I've used the West Coast style and the straight forward Ale yeasts, for the price they are great, just sprinkle on a drop of cooled water 30 mins before pitching

They will become my " house yeast " for the foreseeable future
 
I've done one beer with US-05 which is allegedly the same strain as wlp001 and that cleared fine - after 2 days at 1C.

After a few months in bottle this became perhaps my clearest beer yet. It had a real sparkle - almost looked filtered.

I read somewhere that a high calcium level encourages flocculation so I usually up it to over 150ppm for pale beers.
 
Never had problems with 001 or it's cousin, San Diego Super.

Do you vorlauf (spelling) until clear before sparge?

K
 
I don't sparge, I BIAB.

Interestingly, these are the only AG beers that I've chilled in the copper rather than leaving them outside to cool naturally in the FV. Make of that what you will...
 
I've done a good many beers with US05 and WLP001.
I find them tricky to clear too, though for some reason I find the dried yeast clears more easily.
I use the same approach as Dronfieldbrewer. Add finings adjunct when racking from primary in to the secondary vessel (I use 50ml per 20 litres) and use a small sample of the decanted beer to work out the amount of finings that will get the rest of the yeast to drop out.
As has been mentioned; cooling will help too.
It is also worth checking that you have enough calcium carrying through in to the wort as its presence is vital for good flocculation. I can't tell you the levels required off the top of my head though.
 
calumscott said:
I don't sparge, I BIAB.

Interestingly, these are the only AG beers that I've chilled in the copper rather than leaving them outside to cool naturally in the FV. Make of that what you will...

Could be a protein haze.

Is it cloudy at room temp?

K
 
kev said:
calumscott said:
I don't sparge, I BIAB.

Interestingly, these are the only AG beers that I've chilled in the copper rather than leaving them outside to cool naturally in the FV. Make of that what you will...

Could be a protein haze.

Is it cloudy at room temp?

K

Yup. Temp makes no difference.
 
I forgot to add to my previous post....I have also found that dry hopping makes the 001 especially hard to clear.
 
Beer fermented with the old Ballantine strain (a.k.a. "Chico," 1056, WLP001, US-05 ...) will clear within a week if you rack it to a secondary FV. The strain takes a long time to clear when left on the lees. The use a of plastic or glass carboy as a secondary FV is very common the United States.
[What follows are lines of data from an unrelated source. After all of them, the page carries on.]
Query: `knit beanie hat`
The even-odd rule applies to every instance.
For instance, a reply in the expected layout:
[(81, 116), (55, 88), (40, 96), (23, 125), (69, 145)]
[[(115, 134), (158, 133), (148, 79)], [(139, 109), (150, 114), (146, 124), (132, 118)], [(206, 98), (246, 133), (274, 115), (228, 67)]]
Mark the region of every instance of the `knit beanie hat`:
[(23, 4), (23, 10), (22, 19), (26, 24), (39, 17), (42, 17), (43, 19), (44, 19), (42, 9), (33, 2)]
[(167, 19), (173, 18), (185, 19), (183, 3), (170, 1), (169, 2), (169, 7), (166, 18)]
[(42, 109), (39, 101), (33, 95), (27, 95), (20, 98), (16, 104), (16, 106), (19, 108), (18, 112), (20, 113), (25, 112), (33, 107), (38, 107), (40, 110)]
With that said, a Ballantine yeast culture can be made to be more flocculant by racking to a secondary FV immediately after active fermentation is complete and reusing the yeast from the primary FV. After about five batches, the yeast will become noticeably less powdery because the practice continuously crops the most flocculant cells.
 
markmark said:
I forgot to add to my previous post....I have also found that dry hopping makes the 001 especially hard to clear.

Interesting... It was indeed dry hopped.